Differential roles for cryptochromes in the mammalian retinal clock.
Wong JCY., Smyllie NJ., Banks GT., Pothecary CA., Barnard AR., Maywood ES., Jagannath A., Hughes S., van der Horst GTJ., MacLaren RE., Hankins MW., Hastings MH., Nolan PM., Foster RG., Peirson SN.
Cryptochromes 1 and 2 (CRY1/2) are key components of the negative limb of the mammalian circadian clock. Like many peripheral tissues, Cry1 and -2 are expressed in the retina, where they are thought to play a role in regulating rhythmic physiology. However, studies differ in consensus as to their localization and function, and CRY1 immunostaining has not been convincingly demonstrated in the retina. Here we describe the expression and function of CRY1 and -2 in the mouse retina in both sexes. Unexpectedly, we show that CRY1 is expressed throughout all retinal layers, whereas CRY2 is restricted to the photoreceptor layer.

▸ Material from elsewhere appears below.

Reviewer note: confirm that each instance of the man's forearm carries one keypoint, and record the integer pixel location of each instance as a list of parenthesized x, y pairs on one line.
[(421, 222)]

Retinal period 2::luciferase recordings from CRY1-deficient mice show reduced clock robustness and stability, while those from CRY2-deficient mice show normal, albeit long-period, rhythms. In functional studies, we then investigated well-defined rhythms in retinal physiology. Rhythms in the photopic electroretinogram, contrast sensitivity, and pupillary light response were all severely attenuated or abolished in CRY1-deficient mice. In contrast, these physiological rhythms are largely unaffected in mice lacking CRY2, and only photopic electroretinogram rhythms are affected. Together, our data suggest that CRY1 is an essential component of the mammalian retinal clock, whereas CRY2 has a more limited role.-Wong, J. C. Y., Smyllie, N. J., Banks, G. T., Pothecary, C. A., Barnard, A. R., Maywood, E. S., Jagannath, A., Hughes, S., van der Horst, G. T. J., MacLaren, R. E., Hankins, M. W., Hastings, M. H., Nolan, P. M., Foster, R. G., Peirson, S. N. Differential roles for cryptochromes in the mammalian retinal clock.